What is Olympus Mons?

Olympus Mons, meaning Mount Olympus in Latin, is the largest known mountain and volcano in the solar system. Located on Mars, it is 15.5 miles (25 km) tall, more than three times the height of Mount Everest. The mountain is actually a shield volcano, which is a large volcano with shallowly-sloping sides formed through the eruption of lava with low viscosity. Because Mars has no active plate tectonics, this hotspot used to erupt continuously in the same place, slowly building up a bigger and bigger mountain until it became the tallest and widest in the solar system.

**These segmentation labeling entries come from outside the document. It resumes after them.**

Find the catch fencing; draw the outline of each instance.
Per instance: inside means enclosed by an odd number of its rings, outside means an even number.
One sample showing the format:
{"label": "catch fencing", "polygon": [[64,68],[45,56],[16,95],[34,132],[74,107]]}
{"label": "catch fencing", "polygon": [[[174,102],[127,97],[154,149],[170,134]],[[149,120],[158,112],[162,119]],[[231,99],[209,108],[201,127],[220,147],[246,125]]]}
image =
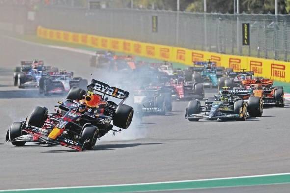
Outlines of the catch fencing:
{"label": "catch fencing", "polygon": [[[38,24],[69,31],[190,49],[289,61],[290,15],[193,13],[43,6]],[[242,45],[242,24],[250,24]]]}

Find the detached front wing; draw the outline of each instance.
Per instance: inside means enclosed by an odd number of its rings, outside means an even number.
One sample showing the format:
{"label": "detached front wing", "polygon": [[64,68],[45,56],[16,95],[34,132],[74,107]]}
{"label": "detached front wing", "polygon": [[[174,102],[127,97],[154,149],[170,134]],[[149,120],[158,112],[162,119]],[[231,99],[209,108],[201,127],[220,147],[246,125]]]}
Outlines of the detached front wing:
{"label": "detached front wing", "polygon": [[83,144],[80,144],[61,136],[55,140],[48,139],[49,133],[48,131],[46,129],[30,126],[24,129],[23,130],[49,144],[64,146],[79,151],[82,151],[83,148]]}
{"label": "detached front wing", "polygon": [[191,115],[186,115],[185,118],[204,118],[204,119],[211,119],[211,118],[239,118],[241,116],[239,114],[236,114],[234,113],[225,113],[218,112],[215,114],[214,116],[210,117],[209,112],[202,112]]}

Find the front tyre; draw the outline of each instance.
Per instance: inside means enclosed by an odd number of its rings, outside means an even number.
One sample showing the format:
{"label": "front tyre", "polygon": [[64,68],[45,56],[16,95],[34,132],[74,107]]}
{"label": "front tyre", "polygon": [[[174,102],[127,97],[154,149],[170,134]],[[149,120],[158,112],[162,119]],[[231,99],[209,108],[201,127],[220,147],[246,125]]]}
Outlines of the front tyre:
{"label": "front tyre", "polygon": [[[22,122],[13,122],[10,129],[10,137],[11,140],[22,135]],[[15,146],[23,146],[26,142],[25,141],[11,142],[12,144]]]}

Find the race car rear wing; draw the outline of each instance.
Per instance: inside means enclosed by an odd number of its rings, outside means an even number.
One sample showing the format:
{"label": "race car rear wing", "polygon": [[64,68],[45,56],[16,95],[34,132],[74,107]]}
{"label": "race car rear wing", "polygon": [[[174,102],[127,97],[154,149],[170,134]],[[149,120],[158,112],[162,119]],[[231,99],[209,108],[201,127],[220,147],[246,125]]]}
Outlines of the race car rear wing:
{"label": "race car rear wing", "polygon": [[91,83],[88,86],[88,90],[92,92],[95,91],[104,94],[103,98],[105,95],[106,95],[124,100],[129,96],[129,92],[128,91],[115,87],[111,87],[108,84],[95,79],[92,79]]}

Being a shield volcano, Olympus Mons is much wider than it is tall. The mountain is 387.7 miles (624 km) wide, topped by a caldera complex that is 49.7 miles (80 km) by 37.2 miles (60 km) wide, and up to 1.9 miles (3.2 km) deep. At the top, the air density is only 5 to 8% of that at the surface, contrasted with the top of Mount Everest, which experiences about 32% of the air density as found at the Earth's surface.

Because Mars's atmospheric density is only about 1% of the Earth's to start with, the air at the summit is only about 0.05% that of the Earth's — a veritable vacuum. Mars has lower gravity than Earth, so it also has a taller atmosphere, putting the summit of this mountain well within Mars' atmosphere.

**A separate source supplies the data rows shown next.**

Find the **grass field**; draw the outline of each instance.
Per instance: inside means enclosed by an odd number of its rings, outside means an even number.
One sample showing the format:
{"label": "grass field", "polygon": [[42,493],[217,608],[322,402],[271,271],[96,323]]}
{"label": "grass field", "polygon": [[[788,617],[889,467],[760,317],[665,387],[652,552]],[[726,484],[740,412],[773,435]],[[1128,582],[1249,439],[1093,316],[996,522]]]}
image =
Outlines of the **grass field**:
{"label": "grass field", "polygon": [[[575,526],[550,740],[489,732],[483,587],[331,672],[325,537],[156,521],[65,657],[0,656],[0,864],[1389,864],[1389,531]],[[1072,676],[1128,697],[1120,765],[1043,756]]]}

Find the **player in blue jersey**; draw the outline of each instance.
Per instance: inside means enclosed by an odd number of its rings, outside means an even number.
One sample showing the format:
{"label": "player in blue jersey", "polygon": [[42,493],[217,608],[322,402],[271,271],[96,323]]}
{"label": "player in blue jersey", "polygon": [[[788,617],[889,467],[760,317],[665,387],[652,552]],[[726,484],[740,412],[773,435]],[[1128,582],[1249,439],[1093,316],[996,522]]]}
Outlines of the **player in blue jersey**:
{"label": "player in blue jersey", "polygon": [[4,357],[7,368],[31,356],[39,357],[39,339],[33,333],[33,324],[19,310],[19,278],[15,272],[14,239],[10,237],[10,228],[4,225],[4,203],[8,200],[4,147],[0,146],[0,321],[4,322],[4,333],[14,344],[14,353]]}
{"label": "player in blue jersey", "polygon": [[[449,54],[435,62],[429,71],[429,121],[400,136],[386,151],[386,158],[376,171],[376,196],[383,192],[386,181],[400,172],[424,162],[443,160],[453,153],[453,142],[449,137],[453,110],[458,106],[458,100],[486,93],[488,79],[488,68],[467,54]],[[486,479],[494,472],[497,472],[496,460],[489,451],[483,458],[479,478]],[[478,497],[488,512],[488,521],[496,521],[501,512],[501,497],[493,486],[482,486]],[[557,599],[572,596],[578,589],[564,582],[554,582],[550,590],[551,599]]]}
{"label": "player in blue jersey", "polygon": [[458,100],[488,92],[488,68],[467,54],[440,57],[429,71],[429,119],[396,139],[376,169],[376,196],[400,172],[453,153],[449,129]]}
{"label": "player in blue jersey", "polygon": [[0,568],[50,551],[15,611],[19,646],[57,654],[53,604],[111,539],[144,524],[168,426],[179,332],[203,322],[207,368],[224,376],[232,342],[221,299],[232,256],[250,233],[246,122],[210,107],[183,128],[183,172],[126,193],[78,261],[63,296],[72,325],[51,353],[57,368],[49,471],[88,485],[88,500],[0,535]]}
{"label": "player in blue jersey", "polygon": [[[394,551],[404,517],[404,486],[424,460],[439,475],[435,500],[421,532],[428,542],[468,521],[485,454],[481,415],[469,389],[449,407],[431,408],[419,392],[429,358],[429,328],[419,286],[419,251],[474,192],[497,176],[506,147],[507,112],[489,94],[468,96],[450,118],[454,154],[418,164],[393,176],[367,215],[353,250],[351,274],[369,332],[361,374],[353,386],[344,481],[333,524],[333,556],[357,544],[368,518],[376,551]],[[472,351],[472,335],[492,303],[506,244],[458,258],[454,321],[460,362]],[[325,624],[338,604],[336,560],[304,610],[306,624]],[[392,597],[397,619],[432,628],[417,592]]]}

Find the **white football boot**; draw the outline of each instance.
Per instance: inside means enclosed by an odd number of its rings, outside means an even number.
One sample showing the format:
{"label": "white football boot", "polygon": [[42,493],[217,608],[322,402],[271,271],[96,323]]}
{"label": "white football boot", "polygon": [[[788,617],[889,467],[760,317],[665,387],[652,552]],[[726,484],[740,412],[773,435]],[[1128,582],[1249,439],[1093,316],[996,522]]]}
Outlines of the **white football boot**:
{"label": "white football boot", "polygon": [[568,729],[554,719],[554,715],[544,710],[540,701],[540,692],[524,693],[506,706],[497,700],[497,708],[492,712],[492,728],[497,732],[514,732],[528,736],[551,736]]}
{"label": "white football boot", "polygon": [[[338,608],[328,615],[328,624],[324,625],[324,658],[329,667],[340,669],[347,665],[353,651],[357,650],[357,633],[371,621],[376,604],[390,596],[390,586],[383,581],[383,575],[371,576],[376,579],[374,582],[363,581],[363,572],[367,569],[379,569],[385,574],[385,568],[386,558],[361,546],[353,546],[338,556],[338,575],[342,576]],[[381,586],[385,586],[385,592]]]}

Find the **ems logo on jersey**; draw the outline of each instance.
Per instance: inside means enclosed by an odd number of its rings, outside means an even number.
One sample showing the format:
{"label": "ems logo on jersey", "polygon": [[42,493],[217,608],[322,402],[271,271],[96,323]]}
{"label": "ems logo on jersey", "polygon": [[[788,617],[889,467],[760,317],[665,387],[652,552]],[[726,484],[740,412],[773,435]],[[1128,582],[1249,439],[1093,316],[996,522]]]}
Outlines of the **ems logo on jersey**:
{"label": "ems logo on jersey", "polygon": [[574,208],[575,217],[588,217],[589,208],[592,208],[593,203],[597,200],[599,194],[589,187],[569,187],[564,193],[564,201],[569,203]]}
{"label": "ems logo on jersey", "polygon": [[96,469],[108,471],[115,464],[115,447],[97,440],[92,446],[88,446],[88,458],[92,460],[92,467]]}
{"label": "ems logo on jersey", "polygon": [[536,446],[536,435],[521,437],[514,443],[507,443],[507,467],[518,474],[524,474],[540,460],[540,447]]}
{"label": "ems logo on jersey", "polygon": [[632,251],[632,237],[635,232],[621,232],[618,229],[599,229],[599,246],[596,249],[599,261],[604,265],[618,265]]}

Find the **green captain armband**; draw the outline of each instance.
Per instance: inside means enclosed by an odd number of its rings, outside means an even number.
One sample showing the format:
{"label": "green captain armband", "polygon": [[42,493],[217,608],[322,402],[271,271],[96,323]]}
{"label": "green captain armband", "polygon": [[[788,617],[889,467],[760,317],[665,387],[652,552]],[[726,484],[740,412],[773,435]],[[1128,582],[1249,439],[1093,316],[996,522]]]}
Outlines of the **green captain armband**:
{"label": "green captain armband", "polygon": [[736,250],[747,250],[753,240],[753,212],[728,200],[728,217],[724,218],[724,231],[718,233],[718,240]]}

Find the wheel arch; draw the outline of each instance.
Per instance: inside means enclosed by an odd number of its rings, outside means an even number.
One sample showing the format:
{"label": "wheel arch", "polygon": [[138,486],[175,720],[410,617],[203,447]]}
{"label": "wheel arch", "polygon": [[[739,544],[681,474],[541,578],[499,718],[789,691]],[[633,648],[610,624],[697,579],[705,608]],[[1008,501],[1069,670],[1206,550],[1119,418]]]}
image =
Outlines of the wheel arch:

If Olympus Mons were on Earth, a person standing on its summit could see 400 miles (643.7 km) to the horizon, in comparison to only about 3 miles (4.8 km) for observers at sea level. On Earth, 15.5 miles (25 km) is about a quarter of the way to the internationally accepted definition of space, 62.1 miles (100 km) above the planet's surface.

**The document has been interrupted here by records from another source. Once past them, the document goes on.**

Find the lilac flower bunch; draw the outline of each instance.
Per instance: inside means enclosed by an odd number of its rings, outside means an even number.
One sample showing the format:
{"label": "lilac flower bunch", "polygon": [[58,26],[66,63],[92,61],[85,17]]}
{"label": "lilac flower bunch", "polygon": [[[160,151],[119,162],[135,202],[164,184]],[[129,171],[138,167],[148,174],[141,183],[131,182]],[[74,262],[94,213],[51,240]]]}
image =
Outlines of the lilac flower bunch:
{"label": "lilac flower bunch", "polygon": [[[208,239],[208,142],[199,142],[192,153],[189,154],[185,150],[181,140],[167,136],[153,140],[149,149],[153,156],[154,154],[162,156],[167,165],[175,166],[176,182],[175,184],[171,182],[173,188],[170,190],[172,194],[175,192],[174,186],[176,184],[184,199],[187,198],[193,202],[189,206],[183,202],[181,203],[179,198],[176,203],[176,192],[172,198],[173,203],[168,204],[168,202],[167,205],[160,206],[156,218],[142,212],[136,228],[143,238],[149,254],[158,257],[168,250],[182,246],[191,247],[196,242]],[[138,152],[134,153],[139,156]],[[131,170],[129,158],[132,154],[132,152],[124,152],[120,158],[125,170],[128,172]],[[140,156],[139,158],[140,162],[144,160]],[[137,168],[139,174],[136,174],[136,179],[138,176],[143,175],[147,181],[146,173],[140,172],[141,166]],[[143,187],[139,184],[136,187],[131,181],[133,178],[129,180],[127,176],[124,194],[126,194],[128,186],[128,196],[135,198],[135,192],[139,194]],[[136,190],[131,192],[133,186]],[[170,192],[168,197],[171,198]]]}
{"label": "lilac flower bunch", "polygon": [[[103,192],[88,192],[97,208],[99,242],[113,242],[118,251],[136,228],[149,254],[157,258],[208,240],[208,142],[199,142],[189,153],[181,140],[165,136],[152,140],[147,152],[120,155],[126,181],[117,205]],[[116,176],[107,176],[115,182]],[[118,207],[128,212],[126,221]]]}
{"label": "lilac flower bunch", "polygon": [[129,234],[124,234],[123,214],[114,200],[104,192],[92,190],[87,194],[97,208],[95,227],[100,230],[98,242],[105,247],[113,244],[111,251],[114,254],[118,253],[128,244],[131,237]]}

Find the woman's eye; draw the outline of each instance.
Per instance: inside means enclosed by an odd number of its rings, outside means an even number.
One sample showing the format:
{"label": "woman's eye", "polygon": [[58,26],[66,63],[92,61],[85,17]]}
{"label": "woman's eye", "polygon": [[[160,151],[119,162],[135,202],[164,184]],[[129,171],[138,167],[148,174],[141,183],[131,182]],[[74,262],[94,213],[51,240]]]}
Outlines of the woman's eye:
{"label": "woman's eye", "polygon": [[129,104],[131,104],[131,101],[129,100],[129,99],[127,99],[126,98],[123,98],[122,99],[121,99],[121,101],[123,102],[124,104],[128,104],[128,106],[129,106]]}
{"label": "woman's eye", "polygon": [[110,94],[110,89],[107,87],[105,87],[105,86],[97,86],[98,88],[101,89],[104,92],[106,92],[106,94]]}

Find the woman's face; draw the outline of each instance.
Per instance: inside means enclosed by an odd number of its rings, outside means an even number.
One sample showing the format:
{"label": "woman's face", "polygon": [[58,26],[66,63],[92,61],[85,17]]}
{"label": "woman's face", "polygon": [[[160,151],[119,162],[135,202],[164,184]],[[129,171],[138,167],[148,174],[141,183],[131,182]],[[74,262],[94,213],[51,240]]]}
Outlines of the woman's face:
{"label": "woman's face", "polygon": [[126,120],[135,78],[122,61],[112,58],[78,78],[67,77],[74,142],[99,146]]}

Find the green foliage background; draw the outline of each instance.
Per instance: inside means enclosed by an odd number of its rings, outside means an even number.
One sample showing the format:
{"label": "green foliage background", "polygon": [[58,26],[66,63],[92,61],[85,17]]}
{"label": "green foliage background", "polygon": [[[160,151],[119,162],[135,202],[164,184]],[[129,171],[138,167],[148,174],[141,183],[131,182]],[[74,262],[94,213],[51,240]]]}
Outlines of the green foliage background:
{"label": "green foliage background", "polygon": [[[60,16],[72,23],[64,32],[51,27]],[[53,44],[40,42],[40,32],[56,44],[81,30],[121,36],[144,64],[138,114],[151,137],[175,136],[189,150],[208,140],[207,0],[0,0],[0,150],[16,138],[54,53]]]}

This volcano is often compared to Mauna Kea, in Hawaii, because both extremely large shield volcanoes by the standard of their own planet. In fact, Mauna Kea is even taller than Mount Everest, when measured from where it begins on the ocean floor.

It is extremely unlikely any mountains larger than Olympus Mons will be discovered on the rocky planets in the solar system. The discovery of such structures on the rocky cores of gas giants is also somewhat unlikely, because the greater mass of these planets would have a tendency to make them more spherical and thereby less mountainous.